November 26, 2021:
Peter Jackson, perhaps the world's most successful trivializer of the genius of others, produces commercial products for eight year olds, or adults with the cultural sophistication of eight year olds. His Get Back carefully excises the discussions of Lennon's heroin addiction frequent in the source materials, along with the racist and misogynistic baiting of Ono — "flavor of the month" — throughout the sessions.
This is what he does. He makes his sources smaller. He has Viggo Mortensen asking Paul Norell if he wouldn't too much mind tagging along, there being something about an old promise; where Aragorn commands the dead.

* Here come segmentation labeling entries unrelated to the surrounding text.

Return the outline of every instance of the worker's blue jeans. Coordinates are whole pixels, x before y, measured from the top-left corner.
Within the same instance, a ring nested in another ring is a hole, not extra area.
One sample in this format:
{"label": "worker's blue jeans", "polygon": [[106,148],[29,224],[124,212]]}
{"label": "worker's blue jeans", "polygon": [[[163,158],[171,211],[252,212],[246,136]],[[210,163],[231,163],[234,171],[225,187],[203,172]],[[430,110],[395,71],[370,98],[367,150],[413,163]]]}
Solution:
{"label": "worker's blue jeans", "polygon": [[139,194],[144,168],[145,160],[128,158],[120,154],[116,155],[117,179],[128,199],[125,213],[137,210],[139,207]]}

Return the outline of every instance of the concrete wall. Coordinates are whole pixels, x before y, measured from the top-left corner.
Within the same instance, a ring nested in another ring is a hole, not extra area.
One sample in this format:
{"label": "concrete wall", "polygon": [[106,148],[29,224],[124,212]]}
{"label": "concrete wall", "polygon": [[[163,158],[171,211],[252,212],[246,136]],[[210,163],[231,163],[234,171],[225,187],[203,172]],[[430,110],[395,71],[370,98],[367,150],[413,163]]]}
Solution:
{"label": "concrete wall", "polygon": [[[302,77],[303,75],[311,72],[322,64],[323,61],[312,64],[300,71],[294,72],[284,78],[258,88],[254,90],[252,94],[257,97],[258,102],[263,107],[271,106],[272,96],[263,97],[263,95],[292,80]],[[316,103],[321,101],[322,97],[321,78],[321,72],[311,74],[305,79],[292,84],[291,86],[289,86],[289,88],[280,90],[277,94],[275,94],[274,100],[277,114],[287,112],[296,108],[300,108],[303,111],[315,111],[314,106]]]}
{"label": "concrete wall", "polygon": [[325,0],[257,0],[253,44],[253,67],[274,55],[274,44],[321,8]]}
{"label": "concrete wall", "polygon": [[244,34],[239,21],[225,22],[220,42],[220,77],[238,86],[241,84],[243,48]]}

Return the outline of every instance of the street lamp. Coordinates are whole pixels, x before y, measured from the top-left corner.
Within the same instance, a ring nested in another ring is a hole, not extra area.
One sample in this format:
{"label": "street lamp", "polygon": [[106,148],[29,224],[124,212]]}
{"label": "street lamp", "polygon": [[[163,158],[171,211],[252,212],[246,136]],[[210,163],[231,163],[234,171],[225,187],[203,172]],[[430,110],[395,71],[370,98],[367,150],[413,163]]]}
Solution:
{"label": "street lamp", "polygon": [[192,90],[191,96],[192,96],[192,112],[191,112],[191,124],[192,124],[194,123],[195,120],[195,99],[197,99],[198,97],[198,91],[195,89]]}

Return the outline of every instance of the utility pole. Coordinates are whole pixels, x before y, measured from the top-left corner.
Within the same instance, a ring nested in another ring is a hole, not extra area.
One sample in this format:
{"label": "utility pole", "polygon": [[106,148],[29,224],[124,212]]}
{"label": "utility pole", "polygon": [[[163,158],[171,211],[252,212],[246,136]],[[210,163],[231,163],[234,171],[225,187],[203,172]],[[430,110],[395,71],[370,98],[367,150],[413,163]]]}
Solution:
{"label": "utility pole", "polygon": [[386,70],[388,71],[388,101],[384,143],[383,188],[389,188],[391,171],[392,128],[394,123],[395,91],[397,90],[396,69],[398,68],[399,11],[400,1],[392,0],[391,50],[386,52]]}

He has John Rhys-Davies hesitating to lead his nation, eventually to be tricked into it by Billy Boyd as Pippin, of all people; where Treebeard was sophisticated, insightful and determined. He has Miranda Otto, who can barely lift the weight of her prop sword, making stew, of all incongruous things; where Eowyn was utterly ferocious and determined to die. All these characters are diminished.
Fortunately Michael Lindsay-Hogg's late-sixties directorial style eschews Peter Jackson's irritating MTV-derived moving cameras. There are no helicopter shots in Get Back. That, the digitally-restored photography, and the at last properly prominent bass are the positive things about it.